The Moon's mantle is the region buried more than 62 miles (100 kilometers) below the impact-pummelled outer crust, and only the most powerful impacts can liberate the well concealed mantle material.

It is still hotly debated how much mantle material resides within the basin, although high levels of iron and thorium — thought to be abundant in the mantle — are present.

Moon rocks

The Apollo missions returned 842 pounds (382 kilograms) of Moon rock, but none of it was from the mantle.

Scientists would love to study this well-guarded material.

"It would tell us a lot about what exists at depth within the Moon," Gaddis says. "It would also help us to understand how a large impact event behaves, when the event occurred, how much material might have been thrown out, how much melted and the composition of the mantle or lower crust."

The SPAB may also harbor some far-flung samples, as Gaddis explains: "Although it's generally believed that most material currently seen within SPAB is derived locally, there may be small amounts of 'foreign' materials in SPAB from other, younger impacts on the Moon. So it's possible that we'd find compositions that have not yet been sampled on the Moon. We'd also learn something about the early history of the Earth/Moon system and how it formed."
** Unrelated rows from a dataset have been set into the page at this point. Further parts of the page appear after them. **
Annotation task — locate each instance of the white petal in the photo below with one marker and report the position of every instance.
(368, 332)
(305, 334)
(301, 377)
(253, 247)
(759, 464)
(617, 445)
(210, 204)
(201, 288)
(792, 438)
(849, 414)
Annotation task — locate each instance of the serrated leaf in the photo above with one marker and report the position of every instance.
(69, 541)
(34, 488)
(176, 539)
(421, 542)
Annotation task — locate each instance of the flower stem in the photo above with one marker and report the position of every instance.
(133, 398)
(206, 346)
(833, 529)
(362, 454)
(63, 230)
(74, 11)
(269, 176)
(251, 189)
Theorists say the Moon was carved from the Earth in a spectacular collision by a Mars-sized object.

Far-side exploration

Researchers now understand the importance of the SPAB, but had the basin been seen fully in those first far side images, lunar exploration may have steered a different course.

"It would likely have changed lunar maps and our understanding of the occurrence and distribution of large impacts on terrestrial planets. It also might have influenced exploration or at least imaging of the far side at an earlier time," Gaddis said.
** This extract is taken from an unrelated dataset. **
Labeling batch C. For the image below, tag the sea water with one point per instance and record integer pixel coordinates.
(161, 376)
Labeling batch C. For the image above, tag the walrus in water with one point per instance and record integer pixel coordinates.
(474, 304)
The next time we lay eyes on the SPAB may well be courtesy of NASA's Lunar Reconnaissance Orbiter (LRO) to be launched in 2008. LRO is bristling with instrumentation and will provide our best look at the SPAB, nearly 50 years after it was stumbled upon by Luna 3.

"I think we'll learn a great deal more [from LRO] about the topography and composition of the SPAB," Gaddis said. "Of course, then we'll want samples."